Trump: Ensayo sobre la imbecilidad no tiene desperdicio. Es un libro que querrás tener reluciente en la biblioteca o en tu Tablet. No sólo porque plantea un problema de furiosa actualidad, sino también porque está escrito con voluntad clarificadora y lenguaje cercano, ameno.

Mientras tanto, nos animamos a hacer una guía mínima, especie de mapa que nos ayude a dimensionar el verdadero fenómeno que representa la peligrosa personalidad de un hombre con una autoestima exacerbada, irreflexivo y voraz, incluso carente de empatía con cualquier prójimo que se le ponga enfrente.

1.El comportarse como un payaso bobo constituye el estilo distintivo de la imbecilidad de Trump. Explica tanto su éxito como su conversión en un déspota que consiente la violencia.

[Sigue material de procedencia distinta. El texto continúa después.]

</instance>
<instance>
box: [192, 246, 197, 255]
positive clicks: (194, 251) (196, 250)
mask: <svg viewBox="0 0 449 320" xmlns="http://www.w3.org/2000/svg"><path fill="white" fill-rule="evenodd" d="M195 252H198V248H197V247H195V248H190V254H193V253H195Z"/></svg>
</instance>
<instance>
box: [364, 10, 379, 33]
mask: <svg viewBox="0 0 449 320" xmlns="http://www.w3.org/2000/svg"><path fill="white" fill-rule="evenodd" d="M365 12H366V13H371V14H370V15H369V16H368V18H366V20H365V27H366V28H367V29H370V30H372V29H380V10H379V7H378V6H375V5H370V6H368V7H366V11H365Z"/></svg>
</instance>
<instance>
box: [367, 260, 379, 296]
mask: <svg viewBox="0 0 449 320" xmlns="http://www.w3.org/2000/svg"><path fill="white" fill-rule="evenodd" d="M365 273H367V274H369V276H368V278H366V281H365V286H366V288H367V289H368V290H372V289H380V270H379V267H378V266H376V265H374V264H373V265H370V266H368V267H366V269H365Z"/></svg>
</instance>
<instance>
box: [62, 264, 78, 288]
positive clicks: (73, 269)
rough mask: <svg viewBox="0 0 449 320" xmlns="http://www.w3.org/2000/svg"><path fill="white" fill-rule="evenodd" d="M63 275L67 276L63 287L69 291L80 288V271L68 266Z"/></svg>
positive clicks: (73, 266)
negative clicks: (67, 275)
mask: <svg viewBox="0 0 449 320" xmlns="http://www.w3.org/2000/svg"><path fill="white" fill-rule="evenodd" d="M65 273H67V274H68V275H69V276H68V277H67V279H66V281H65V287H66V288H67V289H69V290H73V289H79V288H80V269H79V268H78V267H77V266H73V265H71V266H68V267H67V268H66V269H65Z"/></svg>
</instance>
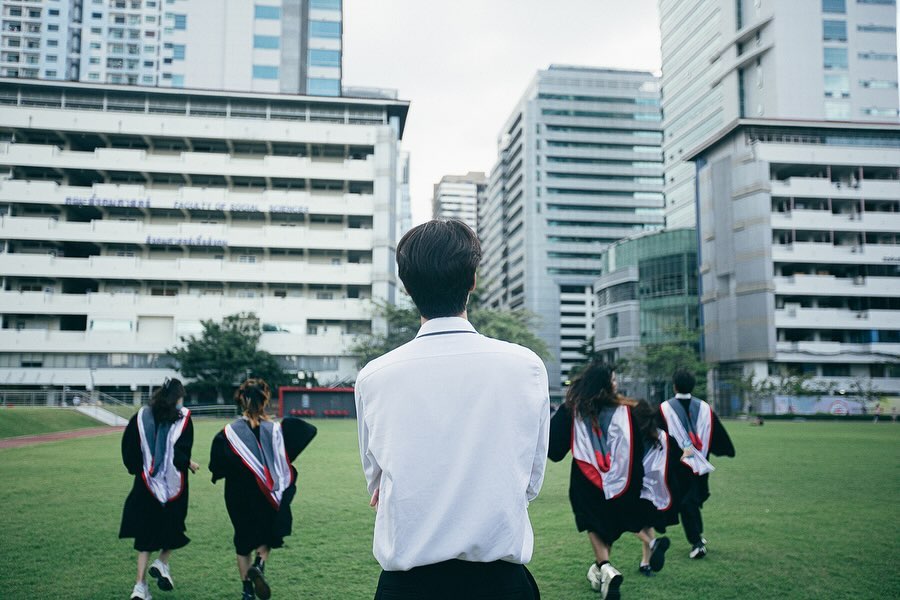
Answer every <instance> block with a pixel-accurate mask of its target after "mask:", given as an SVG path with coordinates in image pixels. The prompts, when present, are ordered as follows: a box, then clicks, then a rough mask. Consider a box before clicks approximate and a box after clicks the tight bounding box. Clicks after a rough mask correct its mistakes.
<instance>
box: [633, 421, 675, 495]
mask: <svg viewBox="0 0 900 600" xmlns="http://www.w3.org/2000/svg"><path fill="white" fill-rule="evenodd" d="M656 433H657V435H658V436H659V443H660V445H661V447H656V446H653V447H651V448H650V449H649V450H647V452H645V453H644V460H643V464H644V481H643V482H642V483H641V498H643V499H644V500H649V501H650V502H652V503H653V506H655V507H656V510H669V508H671V507H672V492H671V491H670V490H669V483H668V476H669V436H667V435H666V432H665V431H663V430H662V429H657V430H656Z"/></svg>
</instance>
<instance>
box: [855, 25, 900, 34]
mask: <svg viewBox="0 0 900 600" xmlns="http://www.w3.org/2000/svg"><path fill="white" fill-rule="evenodd" d="M856 30H857V31H865V32H866V33H897V28H896V27H894V26H893V25H857V26H856Z"/></svg>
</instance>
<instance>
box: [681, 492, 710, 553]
mask: <svg viewBox="0 0 900 600" xmlns="http://www.w3.org/2000/svg"><path fill="white" fill-rule="evenodd" d="M707 498H709V475H701V476H700V477H696V476H695V477H691V478H690V479H689V484H688V486H687V493H685V495H684V498H683V499H682V501H681V505H680V506H679V507H678V513H679V516H680V517H681V525H682V527H684V536H685V537H686V538H687V539H688V542H690V544H691V545H694V544H699V543H700V539H701V537H702V534H703V515H702V514H701V513H700V509H701V508H703V503H704V502H705V501H706V499H707Z"/></svg>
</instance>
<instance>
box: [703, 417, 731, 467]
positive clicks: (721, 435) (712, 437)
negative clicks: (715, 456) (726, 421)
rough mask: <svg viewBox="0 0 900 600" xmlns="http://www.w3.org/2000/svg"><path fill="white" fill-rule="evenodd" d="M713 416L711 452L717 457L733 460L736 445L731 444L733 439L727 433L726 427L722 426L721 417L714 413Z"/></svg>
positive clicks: (722, 425) (710, 442)
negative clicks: (722, 457)
mask: <svg viewBox="0 0 900 600" xmlns="http://www.w3.org/2000/svg"><path fill="white" fill-rule="evenodd" d="M712 415H713V422H712V434H711V436H710V437H711V438H712V439H710V441H709V451H710V453H712V454H715V455H716V456H730V457H732V458H733V457H734V444H732V443H731V437H730V436H729V435H728V432H727V431H725V427H724V426H723V425H722V421H720V420H719V417H718V416H716V413H715V412H713V413H712Z"/></svg>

El libro de Aaron James, ahora en español. Foto: Especial

El libro de Aaron James, ahora en español. Foto: Especial

2.Donald Trump tiene la mira puesta en el electorado y busca lo mismo que aquellos que quieren atraer a las chicas guapas: afirmar su valía haciendo que lo vean como un ser poderoso, a fin de sostener la imagen de “pez gordo” que tiene de sí mismo.

3.Si no existe un “Trump real” bajo las apariencias, es porque sabe cómo tenernos en ascuas, alternando con liberalidad entre diversos modos de presentarse a su auditorio. Se trata de lo que James llama “imbécil eficaz”, que habla con rapidez y en ocasiones a media frase.

4.Una de las cosas que lo hacen gracioso es que son demasiadas las cosas de las que no se da cuenta.

5.Suele echar “pestes” a diestra y siniestra. Es un vilipendiador prolífico y extravagante y, lo que no es menos importante, todo lo que dice “apesta”; es decir, el producto que presenta en sus discursos es un desbarajuste sin refinar. Es un embustero consumado, un charlatán conforme a la definición del filósofo Harry Frankfurt: alguien que habla sin guardar respeto alguno a la verdad.

6.Trump es un payaso bobo maestro del entretenimiento, porque parece no darse cuenta de la diferencia entre decir tonterías y hablar con cuidado y respeto a la verdad.

7.La táctica del imbécil hace que el oyente dude de sí mismo. Basta con rebatir sus argumentos para que se reafirme con más vehemencia en una falsedad o cambie de estrategia y niegue haber dicho nunca otra cosa; y lo dirá con una confianza suprema, capaz de debilitar la creatividad de la persona cooperativa.

8.No necesita conocer bien los hechos. “¿Tú crees que yo voy comprobando todas las estadísticas que leo?” le respondió a alguien que cuestionó su dudosa mención de datos.

9.Para Aaron James, Donald Trump es un imbécil inconsciente, de ninguna manera un manipulador cínico o intrigante, lo que no quita que quiera avanzar en el terreno de la política hablando maravillas de sí mismo, con ese “amor propio inflamado” que le es característico.

10.En un hombre racista, sexista, xenófobo, tal vez la imbecilidad no resulte su peor rasgo, anailiza el autor. No tiene rival a la hora de desplegar las artes propias del imbécil –bien como matón de patio de colegio, bien como boxeador dado a humillar al oponente-: Es un espectáculo en sí mismo y en eso consiste su principal atractivo. ¿Será que nos gustan los payasos bobos y nos sentimos atraídos por ellos aun asqueados?

¿Quién es Aaron James? Doctor en Filosofía por la Universidad de Harvard y profesor titular de filosofía por la Universidad de California, Irvine. Es el autor de Assholes: A Theory (2015) y de Fairness in Practice: A Social Contract for a Global Economy (2012). Recibió el premio Burkhardt Fellowshipdel American Council of Learned Societies que financió su año académico (2009-2010) en el Center for Advanced Study in the Behavioral Sciences en la Universidad de Stanford. En el 2013 fue profesor visitante del departamento de filosofía de la New York University.